In the enterprise world, the success of SAP as an Enterprise Resource Platform is due to the fact that—more than a software tool- SAP is a proven system of organising and monitoring operations. Huge investment has gone into developing that system, and SAP will work diligently to adjust it to any new customer.

In the personal information management world, such investments have been mostly fragmented. Rather than focusing on the knowledge worker, most money has gone into a ‘consumer’ approach, which usually aims for the lowest common denominator; as a result, the greatest success story is one of a toolbox (MS Office) whose applications are so basic they can be used for mostly anything, without really providing any kind of breakthrough. To get a perspective, a ruler might be useful whether you are designing a house or a skyscraper, but the complexity of the latter calls for tools that work at another level. A skyscraper is not designed one floor at a time, even though eventually the plans for every floor will be drawn out.
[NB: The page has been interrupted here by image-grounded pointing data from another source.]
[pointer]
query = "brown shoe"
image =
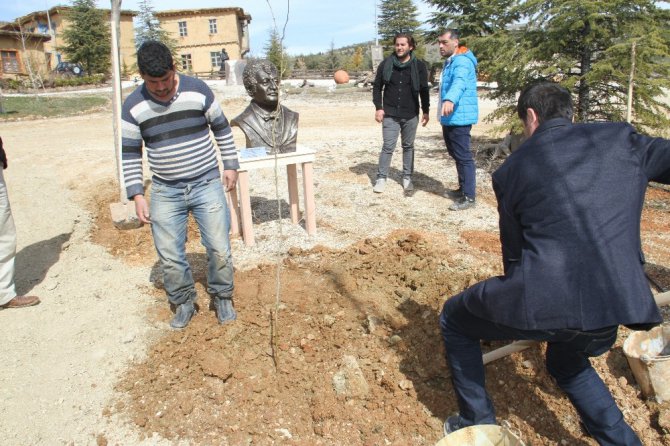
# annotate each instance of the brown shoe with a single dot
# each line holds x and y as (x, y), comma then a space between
(21, 301)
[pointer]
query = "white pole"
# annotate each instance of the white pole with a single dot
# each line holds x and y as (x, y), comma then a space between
(115, 19)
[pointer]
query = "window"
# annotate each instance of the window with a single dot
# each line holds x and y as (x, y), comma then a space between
(186, 64)
(10, 61)
(215, 56)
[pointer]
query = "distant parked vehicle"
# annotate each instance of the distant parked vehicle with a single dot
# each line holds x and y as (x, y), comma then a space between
(69, 69)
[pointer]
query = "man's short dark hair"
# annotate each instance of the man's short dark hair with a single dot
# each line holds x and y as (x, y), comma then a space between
(408, 36)
(154, 59)
(453, 33)
(249, 74)
(548, 99)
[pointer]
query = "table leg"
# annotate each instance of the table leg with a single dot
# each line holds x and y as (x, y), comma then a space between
(310, 205)
(293, 199)
(245, 208)
(233, 208)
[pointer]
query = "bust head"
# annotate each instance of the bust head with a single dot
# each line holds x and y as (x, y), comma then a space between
(261, 80)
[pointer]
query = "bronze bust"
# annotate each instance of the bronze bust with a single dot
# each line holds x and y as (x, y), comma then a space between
(265, 122)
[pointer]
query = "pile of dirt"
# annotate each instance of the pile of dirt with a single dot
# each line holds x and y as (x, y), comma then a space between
(342, 346)
(348, 352)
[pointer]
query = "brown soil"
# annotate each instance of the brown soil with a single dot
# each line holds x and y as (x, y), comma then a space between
(342, 346)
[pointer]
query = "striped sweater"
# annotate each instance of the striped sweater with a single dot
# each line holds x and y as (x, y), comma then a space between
(176, 136)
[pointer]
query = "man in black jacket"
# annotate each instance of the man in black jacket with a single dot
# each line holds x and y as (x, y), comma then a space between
(570, 200)
(400, 82)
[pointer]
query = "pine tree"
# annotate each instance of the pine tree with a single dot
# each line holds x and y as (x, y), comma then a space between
(397, 16)
(585, 45)
(149, 28)
(276, 53)
(87, 38)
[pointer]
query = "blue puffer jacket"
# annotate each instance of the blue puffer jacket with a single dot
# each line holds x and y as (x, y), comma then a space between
(459, 85)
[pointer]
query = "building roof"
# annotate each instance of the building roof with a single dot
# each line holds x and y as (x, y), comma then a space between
(177, 12)
(17, 35)
(60, 9)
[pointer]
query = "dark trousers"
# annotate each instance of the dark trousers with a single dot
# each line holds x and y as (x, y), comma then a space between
(457, 140)
(567, 360)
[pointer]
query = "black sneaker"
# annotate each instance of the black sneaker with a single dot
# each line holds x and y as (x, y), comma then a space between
(183, 315)
(224, 310)
(464, 203)
(452, 424)
(454, 194)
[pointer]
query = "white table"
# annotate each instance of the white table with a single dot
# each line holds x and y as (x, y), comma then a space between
(240, 207)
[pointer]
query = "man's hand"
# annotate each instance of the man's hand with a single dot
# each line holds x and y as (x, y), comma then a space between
(3, 156)
(229, 179)
(142, 209)
(447, 108)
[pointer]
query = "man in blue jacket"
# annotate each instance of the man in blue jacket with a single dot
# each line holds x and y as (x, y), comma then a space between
(457, 111)
(570, 200)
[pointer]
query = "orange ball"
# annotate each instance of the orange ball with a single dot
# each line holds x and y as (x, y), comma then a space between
(341, 77)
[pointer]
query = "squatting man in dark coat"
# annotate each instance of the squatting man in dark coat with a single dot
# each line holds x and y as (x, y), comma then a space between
(569, 200)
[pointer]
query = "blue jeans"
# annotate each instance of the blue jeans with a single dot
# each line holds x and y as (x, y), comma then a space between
(391, 128)
(457, 139)
(567, 360)
(169, 211)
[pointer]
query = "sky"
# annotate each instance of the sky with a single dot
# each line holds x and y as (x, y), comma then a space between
(312, 27)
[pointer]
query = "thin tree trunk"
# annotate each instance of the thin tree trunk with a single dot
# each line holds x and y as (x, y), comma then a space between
(631, 80)
(583, 91)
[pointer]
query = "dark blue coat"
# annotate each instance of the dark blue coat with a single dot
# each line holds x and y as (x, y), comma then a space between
(570, 201)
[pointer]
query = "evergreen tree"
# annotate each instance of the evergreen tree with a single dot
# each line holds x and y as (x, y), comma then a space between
(87, 38)
(397, 16)
(149, 28)
(586, 45)
(276, 53)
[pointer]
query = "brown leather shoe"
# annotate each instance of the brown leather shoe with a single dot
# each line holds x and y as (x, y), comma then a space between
(21, 301)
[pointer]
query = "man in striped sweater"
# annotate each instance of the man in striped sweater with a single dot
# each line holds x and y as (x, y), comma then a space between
(171, 116)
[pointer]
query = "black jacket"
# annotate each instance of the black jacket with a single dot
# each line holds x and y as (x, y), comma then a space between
(399, 99)
(570, 200)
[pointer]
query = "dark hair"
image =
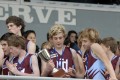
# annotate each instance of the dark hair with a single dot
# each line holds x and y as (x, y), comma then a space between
(48, 36)
(110, 42)
(26, 33)
(17, 21)
(6, 36)
(17, 41)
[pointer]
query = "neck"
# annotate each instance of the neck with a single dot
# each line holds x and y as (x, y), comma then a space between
(60, 50)
(110, 55)
(22, 53)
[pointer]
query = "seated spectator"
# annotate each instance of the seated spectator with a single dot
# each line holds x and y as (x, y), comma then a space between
(31, 35)
(6, 56)
(24, 64)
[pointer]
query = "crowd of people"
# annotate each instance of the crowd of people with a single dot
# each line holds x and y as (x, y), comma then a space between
(84, 55)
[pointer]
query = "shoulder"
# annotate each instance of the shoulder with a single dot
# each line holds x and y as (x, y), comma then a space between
(30, 43)
(95, 46)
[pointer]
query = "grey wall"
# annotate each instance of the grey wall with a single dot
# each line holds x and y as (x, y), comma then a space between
(106, 22)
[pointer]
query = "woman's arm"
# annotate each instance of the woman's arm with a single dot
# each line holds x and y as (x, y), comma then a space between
(99, 52)
(117, 70)
(14, 70)
(1, 55)
(79, 67)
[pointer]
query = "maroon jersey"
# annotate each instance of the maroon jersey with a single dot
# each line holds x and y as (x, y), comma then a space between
(63, 61)
(25, 65)
(5, 70)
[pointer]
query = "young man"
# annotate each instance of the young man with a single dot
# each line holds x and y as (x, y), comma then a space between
(6, 56)
(95, 56)
(109, 44)
(16, 25)
(24, 64)
(64, 57)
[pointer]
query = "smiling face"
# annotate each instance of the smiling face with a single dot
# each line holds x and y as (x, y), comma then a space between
(32, 37)
(58, 40)
(14, 51)
(13, 28)
(73, 37)
(5, 47)
(86, 43)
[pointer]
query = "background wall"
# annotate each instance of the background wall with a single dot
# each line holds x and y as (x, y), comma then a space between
(107, 23)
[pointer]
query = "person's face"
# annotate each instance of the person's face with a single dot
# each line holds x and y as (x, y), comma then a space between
(14, 51)
(73, 37)
(58, 40)
(5, 47)
(104, 48)
(86, 43)
(13, 28)
(32, 37)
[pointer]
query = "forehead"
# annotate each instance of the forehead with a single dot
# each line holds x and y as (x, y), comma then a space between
(3, 42)
(9, 24)
(58, 35)
(85, 39)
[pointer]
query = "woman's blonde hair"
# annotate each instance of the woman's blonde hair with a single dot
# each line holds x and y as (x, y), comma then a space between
(56, 29)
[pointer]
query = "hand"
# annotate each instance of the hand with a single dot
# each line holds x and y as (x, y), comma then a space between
(71, 71)
(112, 79)
(12, 67)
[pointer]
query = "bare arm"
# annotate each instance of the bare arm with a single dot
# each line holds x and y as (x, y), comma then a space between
(1, 55)
(31, 47)
(117, 69)
(79, 67)
(35, 68)
(99, 52)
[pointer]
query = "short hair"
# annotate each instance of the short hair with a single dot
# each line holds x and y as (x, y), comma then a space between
(17, 21)
(56, 29)
(26, 33)
(6, 36)
(17, 41)
(110, 42)
(90, 33)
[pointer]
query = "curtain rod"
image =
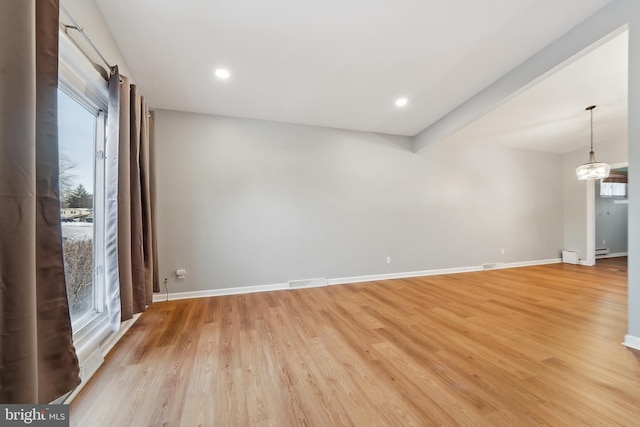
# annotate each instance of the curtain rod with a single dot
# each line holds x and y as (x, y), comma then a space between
(79, 29)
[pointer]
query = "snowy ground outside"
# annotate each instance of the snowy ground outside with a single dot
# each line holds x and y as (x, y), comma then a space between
(77, 230)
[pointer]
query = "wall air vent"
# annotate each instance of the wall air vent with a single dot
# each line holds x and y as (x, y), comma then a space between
(307, 283)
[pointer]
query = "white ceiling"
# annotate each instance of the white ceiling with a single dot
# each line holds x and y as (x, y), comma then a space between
(550, 116)
(337, 63)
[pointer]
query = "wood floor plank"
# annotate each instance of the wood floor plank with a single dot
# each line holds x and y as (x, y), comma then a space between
(515, 347)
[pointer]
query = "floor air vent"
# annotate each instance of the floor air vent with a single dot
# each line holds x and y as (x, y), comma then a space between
(307, 283)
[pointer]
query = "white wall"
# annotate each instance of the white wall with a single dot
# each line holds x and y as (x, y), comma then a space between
(245, 203)
(596, 29)
(87, 14)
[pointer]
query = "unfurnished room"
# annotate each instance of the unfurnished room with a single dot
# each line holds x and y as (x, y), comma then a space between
(319, 213)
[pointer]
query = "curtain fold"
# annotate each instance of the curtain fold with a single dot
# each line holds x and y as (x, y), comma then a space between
(38, 362)
(112, 275)
(137, 253)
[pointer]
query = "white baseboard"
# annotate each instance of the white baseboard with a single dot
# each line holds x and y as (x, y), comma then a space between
(91, 361)
(632, 342)
(614, 255)
(159, 297)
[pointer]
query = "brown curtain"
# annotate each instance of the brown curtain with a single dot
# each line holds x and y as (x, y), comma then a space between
(38, 362)
(137, 256)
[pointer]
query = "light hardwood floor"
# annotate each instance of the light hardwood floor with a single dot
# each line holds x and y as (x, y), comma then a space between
(514, 347)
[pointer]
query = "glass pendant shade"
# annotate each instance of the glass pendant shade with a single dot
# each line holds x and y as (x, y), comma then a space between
(592, 169)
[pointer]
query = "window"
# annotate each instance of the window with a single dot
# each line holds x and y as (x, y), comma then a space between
(613, 189)
(82, 100)
(76, 141)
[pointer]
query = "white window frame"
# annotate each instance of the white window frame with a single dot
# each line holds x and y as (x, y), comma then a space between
(78, 78)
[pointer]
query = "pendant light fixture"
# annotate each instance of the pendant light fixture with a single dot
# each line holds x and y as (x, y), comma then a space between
(592, 169)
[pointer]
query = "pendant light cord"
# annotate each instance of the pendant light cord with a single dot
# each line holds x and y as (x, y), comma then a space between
(592, 154)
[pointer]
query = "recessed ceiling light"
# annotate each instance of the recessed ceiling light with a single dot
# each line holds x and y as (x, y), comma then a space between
(222, 73)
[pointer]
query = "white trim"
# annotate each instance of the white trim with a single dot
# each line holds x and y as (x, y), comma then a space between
(160, 297)
(101, 341)
(613, 255)
(632, 342)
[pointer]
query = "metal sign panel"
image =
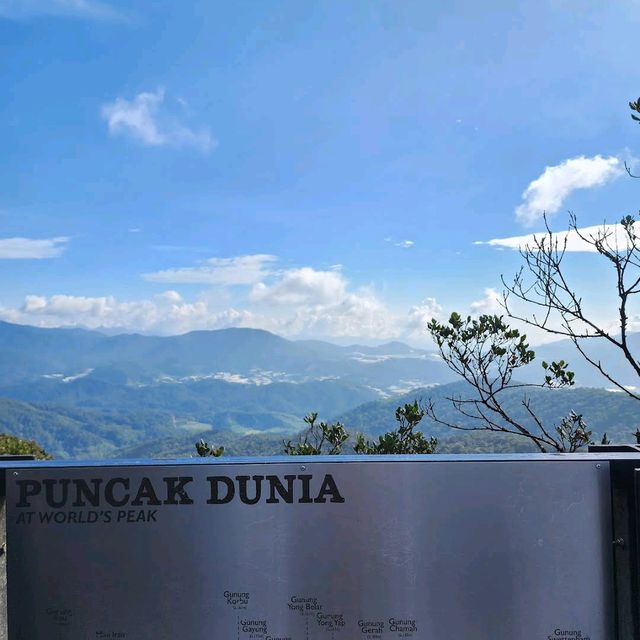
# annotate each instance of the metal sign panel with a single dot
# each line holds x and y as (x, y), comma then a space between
(313, 551)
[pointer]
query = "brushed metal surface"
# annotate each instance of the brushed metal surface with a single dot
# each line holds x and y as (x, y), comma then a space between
(423, 550)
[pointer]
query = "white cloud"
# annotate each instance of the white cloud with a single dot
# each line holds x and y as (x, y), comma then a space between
(30, 249)
(548, 192)
(240, 270)
(488, 304)
(88, 9)
(403, 244)
(574, 243)
(166, 313)
(143, 119)
(304, 286)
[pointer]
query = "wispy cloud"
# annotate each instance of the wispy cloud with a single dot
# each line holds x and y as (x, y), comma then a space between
(86, 9)
(617, 237)
(31, 249)
(239, 270)
(145, 120)
(547, 193)
(490, 303)
(403, 244)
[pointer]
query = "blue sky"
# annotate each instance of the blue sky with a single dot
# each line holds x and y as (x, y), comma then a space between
(315, 168)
With SAP and the likes now recognising the potential of the SMB (Small and Medium Business) market, including SOHO business, I have hopes for the future. My only concern is whether they will at least consider the virtues of some of the best tools we talk about in this forum, as a starting point, or whether they will start from their own enterprise viewpoint and work their way down…

jimspoon wrote:
>I’m realizing that that the search for the ideal PIM software is really
>subordinate to the search for the ideal method of processing information.  (Of course
>better tools make new methods possible, and can lead us to those new methods.) 
[...clip…]
>It frustrates me that I have had so much difficulty in grasping how I can best assemble
>and unify my information that is scattered about in so many different databases that
>don’t easily work with one another.